This brings us to a grand total of zero deaths from Islamist terrorism from every year since Europol started keeping track of terrorism and publishing an annual report. Amazingly, it seems that the only injuries sustained, in the entire five year period, was to one guard who “was slightly wounded.”
Yet, even though according to the data in their own reports Muslims were responsible for less than 1% of terrorist attacks and caused zero deaths, Europol ominously warns that “the threat [from Islamist terrorism] remains real and serious” and “the threat of Islamist terrorism by Al-Qaeda inspired groups and affiliates is high.” Every year, without fail, Europol has reported these same findings, but never once did any of these reports note that the threat of Islamist terrorism is heavily exaggerated. In fact, the data they provide is irrelevant to their conclusions and recommendations, which are actually predetermined long before any data is collected or analyzed.

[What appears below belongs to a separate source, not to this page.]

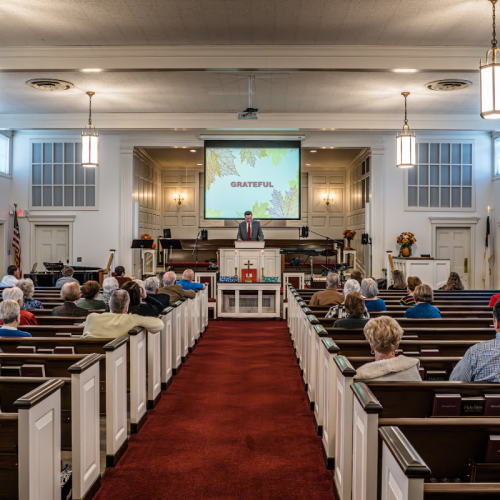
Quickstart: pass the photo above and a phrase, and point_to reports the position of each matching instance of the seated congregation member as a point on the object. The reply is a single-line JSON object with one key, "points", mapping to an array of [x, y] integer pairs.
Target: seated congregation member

In one of his recent articles, Glenn Greenwald notes that U.S. officials declared that they have defeated Al-Qaeda by rendering it “operationally ineffective” but at the same time warned that “the terrorist group will remain a major security threat for years.” It seems that both the United States and the European Union are able to operate under such paradoxical premises.
Similarly, facts will not move Islamophobes. Even as their main arguments fall apart, they will no doubt find some fall-back argument to rely upon.